RADARBANDUNG.id, BANDUNG – Seorang netizen membagikan kisahnya melalui thread (utas) di twitter tentang dugaan ancaman pemerkosaan dan perusakan nama baik oleh oknum driver online.
Akun @MuthiNAndini menulis bahwa hal ini bermula saat dirinya mengarahkan pengemudi untuk mengikuti titik lokasi penjemputan di aplikasi. Setelah bertemu, ia memutuskan untuk tidak jadi berangkat karena kondisi driver grab tersebut marah-marah. Ia sendiri tidak mengetahui penyebab dan alasannya.
“Bapak marah? Kalau bapak marah yaudah pak gapapa dicancel aja pak,” tulis akun tersebut dalam laman twitternya.
Pengemudi kemudian membatalkan pesanan. Namun, ia mendapat pesan singkat berisi dugaan ancaman perkosaan. Ia kemudian melaporkannya kepada pihak aplikator hingga akun driver tersebut disuspend.
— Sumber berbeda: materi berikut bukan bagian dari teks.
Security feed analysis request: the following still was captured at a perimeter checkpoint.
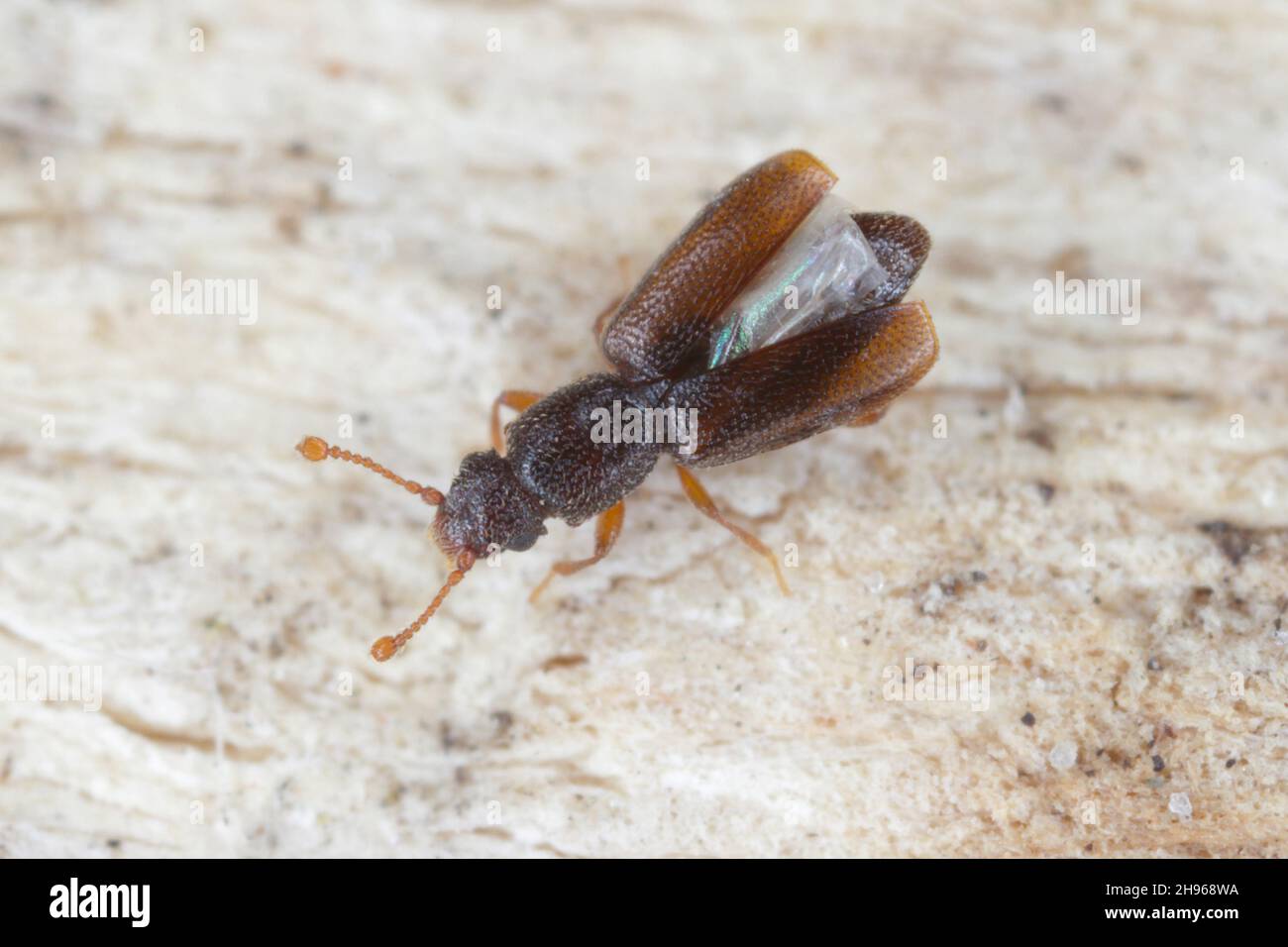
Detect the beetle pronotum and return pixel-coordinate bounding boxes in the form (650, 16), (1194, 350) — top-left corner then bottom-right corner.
(297, 151), (939, 661)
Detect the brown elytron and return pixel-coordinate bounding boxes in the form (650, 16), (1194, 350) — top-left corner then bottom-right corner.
(297, 151), (939, 661)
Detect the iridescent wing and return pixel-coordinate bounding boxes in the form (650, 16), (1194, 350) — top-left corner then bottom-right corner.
(666, 300), (939, 467)
(599, 151), (836, 381)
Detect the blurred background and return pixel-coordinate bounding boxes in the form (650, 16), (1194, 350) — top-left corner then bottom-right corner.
(0, 0), (1288, 857)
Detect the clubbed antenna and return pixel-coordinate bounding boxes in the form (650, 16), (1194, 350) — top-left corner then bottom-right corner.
(295, 434), (443, 506)
(295, 436), (474, 661)
(371, 550), (474, 661)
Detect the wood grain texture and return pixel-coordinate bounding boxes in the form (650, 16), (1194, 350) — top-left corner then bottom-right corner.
(0, 0), (1288, 857)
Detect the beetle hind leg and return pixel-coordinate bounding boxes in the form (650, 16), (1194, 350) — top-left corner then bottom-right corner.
(528, 500), (626, 601)
(492, 388), (546, 456)
(675, 464), (793, 595)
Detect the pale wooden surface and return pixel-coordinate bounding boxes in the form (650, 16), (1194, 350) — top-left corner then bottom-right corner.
(0, 1), (1288, 856)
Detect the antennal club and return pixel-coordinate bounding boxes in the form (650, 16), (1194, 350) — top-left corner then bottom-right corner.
(295, 434), (463, 661)
(295, 434), (443, 506)
(371, 550), (474, 661)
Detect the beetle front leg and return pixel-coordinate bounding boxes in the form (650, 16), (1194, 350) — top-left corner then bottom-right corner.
(528, 500), (626, 601)
(492, 389), (546, 456)
(675, 464), (793, 595)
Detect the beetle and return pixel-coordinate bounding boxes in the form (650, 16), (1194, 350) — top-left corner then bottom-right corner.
(296, 151), (939, 661)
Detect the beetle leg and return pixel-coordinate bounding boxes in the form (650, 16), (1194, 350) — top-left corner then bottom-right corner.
(528, 500), (626, 601)
(492, 389), (546, 456)
(595, 295), (626, 342)
(845, 408), (886, 428)
(675, 464), (793, 595)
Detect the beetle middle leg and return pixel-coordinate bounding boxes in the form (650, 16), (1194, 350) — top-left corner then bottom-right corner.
(675, 464), (793, 595)
(492, 389), (546, 456)
(528, 500), (626, 601)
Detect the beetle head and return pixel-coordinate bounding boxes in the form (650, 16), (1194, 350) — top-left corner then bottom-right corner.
(295, 437), (546, 661)
(433, 451), (546, 559)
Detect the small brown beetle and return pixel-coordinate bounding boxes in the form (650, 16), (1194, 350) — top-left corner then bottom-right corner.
(297, 151), (939, 661)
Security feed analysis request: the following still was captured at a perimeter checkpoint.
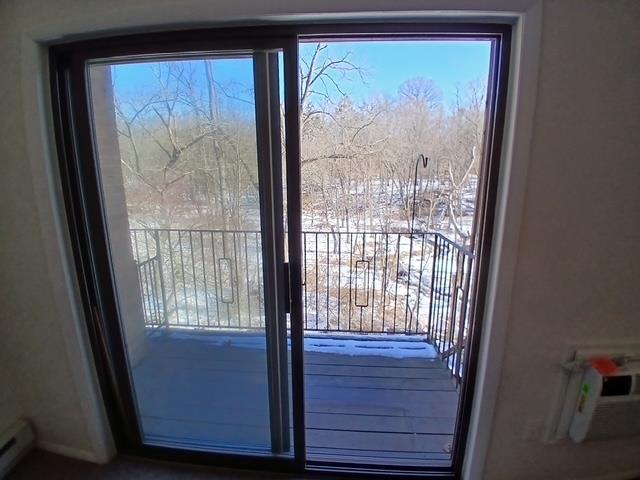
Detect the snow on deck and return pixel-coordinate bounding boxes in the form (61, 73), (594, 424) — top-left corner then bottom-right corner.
(151, 331), (438, 359)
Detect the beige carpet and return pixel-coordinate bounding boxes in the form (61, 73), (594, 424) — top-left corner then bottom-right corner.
(6, 450), (308, 480)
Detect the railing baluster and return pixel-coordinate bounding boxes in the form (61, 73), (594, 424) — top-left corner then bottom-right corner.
(427, 235), (438, 340)
(178, 231), (189, 325)
(167, 231), (180, 324)
(314, 233), (320, 330)
(242, 233), (251, 328)
(200, 232), (211, 327)
(255, 232), (265, 327)
(393, 234), (400, 333)
(382, 233), (389, 332)
(347, 233), (353, 332)
(155, 230), (169, 327)
(404, 232), (413, 333)
(336, 233), (342, 330)
(210, 232), (222, 327)
(371, 233), (378, 332)
(189, 230), (200, 326)
(302, 233), (309, 330)
(416, 233), (425, 333)
(231, 232), (242, 328)
(324, 232), (330, 330)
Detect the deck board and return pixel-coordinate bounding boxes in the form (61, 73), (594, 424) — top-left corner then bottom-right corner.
(134, 334), (458, 466)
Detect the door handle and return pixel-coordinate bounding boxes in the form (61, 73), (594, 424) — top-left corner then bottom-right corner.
(282, 262), (291, 313)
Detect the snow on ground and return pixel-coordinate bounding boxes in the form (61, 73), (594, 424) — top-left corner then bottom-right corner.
(150, 331), (438, 359)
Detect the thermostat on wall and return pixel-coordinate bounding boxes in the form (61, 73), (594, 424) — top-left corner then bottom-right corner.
(569, 361), (640, 442)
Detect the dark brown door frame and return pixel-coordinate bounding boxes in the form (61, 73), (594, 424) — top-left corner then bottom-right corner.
(49, 22), (511, 478)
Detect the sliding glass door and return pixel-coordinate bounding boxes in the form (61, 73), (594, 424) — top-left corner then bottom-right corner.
(76, 50), (292, 455)
(51, 23), (510, 478)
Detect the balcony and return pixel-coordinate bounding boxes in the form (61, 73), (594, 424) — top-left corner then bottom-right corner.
(131, 229), (473, 466)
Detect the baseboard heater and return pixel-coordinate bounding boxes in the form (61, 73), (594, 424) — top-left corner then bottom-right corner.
(0, 420), (34, 479)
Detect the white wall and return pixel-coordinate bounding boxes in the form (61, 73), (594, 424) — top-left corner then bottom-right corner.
(487, 1), (640, 479)
(0, 0), (640, 480)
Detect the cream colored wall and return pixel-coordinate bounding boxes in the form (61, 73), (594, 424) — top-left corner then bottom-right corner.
(0, 0), (640, 480)
(486, 0), (640, 479)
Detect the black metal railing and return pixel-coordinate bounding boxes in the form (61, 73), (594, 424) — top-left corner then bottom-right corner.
(131, 229), (473, 379)
(427, 234), (474, 382)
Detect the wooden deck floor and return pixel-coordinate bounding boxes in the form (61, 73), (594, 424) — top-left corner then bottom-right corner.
(134, 334), (458, 466)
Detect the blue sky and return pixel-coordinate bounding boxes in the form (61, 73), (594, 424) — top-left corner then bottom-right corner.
(113, 40), (491, 107)
(300, 41), (491, 103)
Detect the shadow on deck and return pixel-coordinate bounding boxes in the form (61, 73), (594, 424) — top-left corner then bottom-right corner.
(133, 331), (458, 466)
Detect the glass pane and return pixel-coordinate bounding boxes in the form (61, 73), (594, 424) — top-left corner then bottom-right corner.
(300, 38), (491, 468)
(89, 53), (282, 452)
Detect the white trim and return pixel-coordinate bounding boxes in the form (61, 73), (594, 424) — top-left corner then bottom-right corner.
(462, 0), (542, 480)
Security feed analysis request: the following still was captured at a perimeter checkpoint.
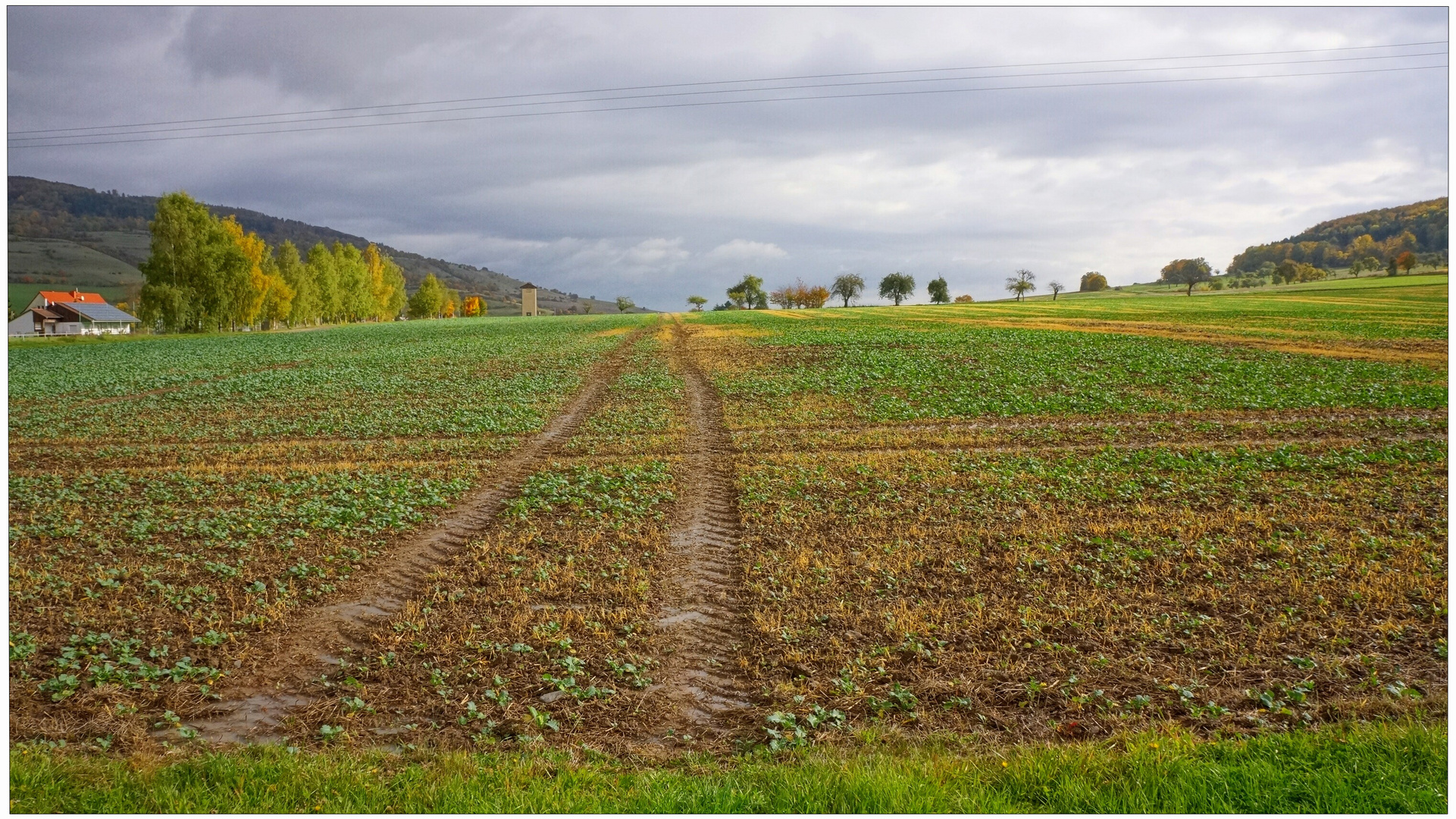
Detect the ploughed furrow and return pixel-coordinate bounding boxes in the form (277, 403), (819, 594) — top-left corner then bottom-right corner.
(654, 325), (751, 737)
(188, 323), (643, 742)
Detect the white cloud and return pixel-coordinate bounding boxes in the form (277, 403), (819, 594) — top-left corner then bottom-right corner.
(705, 239), (789, 262)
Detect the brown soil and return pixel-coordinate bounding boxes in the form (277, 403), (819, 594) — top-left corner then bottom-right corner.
(188, 323), (645, 742)
(648, 324), (751, 737)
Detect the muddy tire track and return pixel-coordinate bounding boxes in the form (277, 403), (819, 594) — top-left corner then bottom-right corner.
(188, 328), (647, 742)
(648, 324), (753, 739)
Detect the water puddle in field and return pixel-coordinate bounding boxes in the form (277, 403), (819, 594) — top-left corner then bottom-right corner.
(177, 691), (313, 743)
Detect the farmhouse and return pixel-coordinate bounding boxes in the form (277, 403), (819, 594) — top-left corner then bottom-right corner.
(6, 290), (139, 335)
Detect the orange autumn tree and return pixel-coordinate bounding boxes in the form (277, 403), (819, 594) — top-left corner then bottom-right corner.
(223, 215), (293, 325)
(364, 243), (405, 321)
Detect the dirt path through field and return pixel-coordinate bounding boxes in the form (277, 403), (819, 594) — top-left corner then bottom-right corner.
(650, 324), (751, 739)
(188, 328), (647, 742)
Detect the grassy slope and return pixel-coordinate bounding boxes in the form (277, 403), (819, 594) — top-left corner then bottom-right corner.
(846, 275), (1448, 341)
(10, 723), (1447, 813)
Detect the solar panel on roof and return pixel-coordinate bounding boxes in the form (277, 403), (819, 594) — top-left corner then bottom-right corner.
(67, 302), (141, 322)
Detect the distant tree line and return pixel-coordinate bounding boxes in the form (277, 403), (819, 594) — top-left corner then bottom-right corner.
(687, 271), (974, 312)
(1227, 196), (1450, 275)
(138, 191), (424, 332)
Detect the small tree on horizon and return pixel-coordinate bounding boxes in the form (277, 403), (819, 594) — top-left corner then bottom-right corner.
(929, 275), (950, 305)
(728, 275), (769, 310)
(1163, 256), (1211, 296)
(1006, 270), (1037, 302)
(828, 272), (865, 307)
(408, 272), (447, 319)
(879, 271), (914, 307)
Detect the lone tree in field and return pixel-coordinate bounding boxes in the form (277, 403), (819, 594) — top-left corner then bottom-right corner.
(1163, 256), (1213, 296)
(931, 275), (950, 305)
(1006, 270), (1037, 302)
(879, 271), (914, 307)
(728, 275), (769, 310)
(828, 272), (865, 307)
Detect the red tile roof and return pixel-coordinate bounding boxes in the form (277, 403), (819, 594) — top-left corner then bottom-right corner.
(41, 290), (106, 305)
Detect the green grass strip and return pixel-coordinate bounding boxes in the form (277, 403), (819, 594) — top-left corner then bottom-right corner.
(10, 721), (1447, 813)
Namun, ternyata foto dia disebar di media sosial dan mendapat teror melalui pesan singkat.“Ini udah masuk pelecehan seksual, maka dari itu saya laporkan kasus ini ke pihak berwajib, jadi jika ada info menyebar mengenai saya di luar sana, harap bantu lapor ya, untuk menambahkan bukti ke kantor polisi, terima kasih,” lanjut tulisannya.
Dalam postingan tersebut, akun resmi aplikator memberikan tanggapan dan menyampaikan permintaan maaf dan memberikan keterangan bahwa laporan tersebut sudah ditindaklanjuti.
Dugaan kasus pelecehan seksual hingga ancaman pemerkosaan yang diduga dilakukan oleh pengemudi ojek online pada Selasa 10 Maret 2020 mendapat respon dari Komisi Nasional Anti Kekerasan Terhadap Perempuan atau Komnas Perempuan.
Komisioner Komnas Perempuan Veryanto Sitohang menyatakan prihatin atas minimnya ruang aman terhadap perempuan dalam transportasi publik, khusunya pada Grab. Apalagi, kasus tersebut bukanlah kasus pertama yang terjadi.
“Ini bukan kasus pertama, dan memang menjadi perhatian Komnas Perempuan. Komnas Perempuan akan memantau kasus tersebut secara serius sehingga hak korban atas penanganan dan keadilan dapat diwujudkan,” katanya, melalui siaran pers yang diterima, Kamis (12/3/2020).
Dalam hal ini, Veryanto mengapresiasi langkah korban yang telah melaporkan kasus tersebut kepada pihak kepolisian. Very berharap, korban juga melaporkan kepada manajemen ojol negeri tetangga sehingga pihak aplikator dapat memberi sanksi dan perbaikan mekanisme dalam perlindungan pengguna ojol.
“Hal ini menjadi penting agar jaminan keamanan konsumen khususnya perempuan dapat diwujudkan sebagai bentuk pertanggungjawaban perusahaan terhadap perempuan dari berbagai tindakan kekerasan,” katanya.
“Insiden ini sebaiknya menjadi kesempatan untuk aplikator dalam menilai kinerja drivernya termasuk mekanisme perlindungan terhadap penumpang perempuan,” lanjutnya.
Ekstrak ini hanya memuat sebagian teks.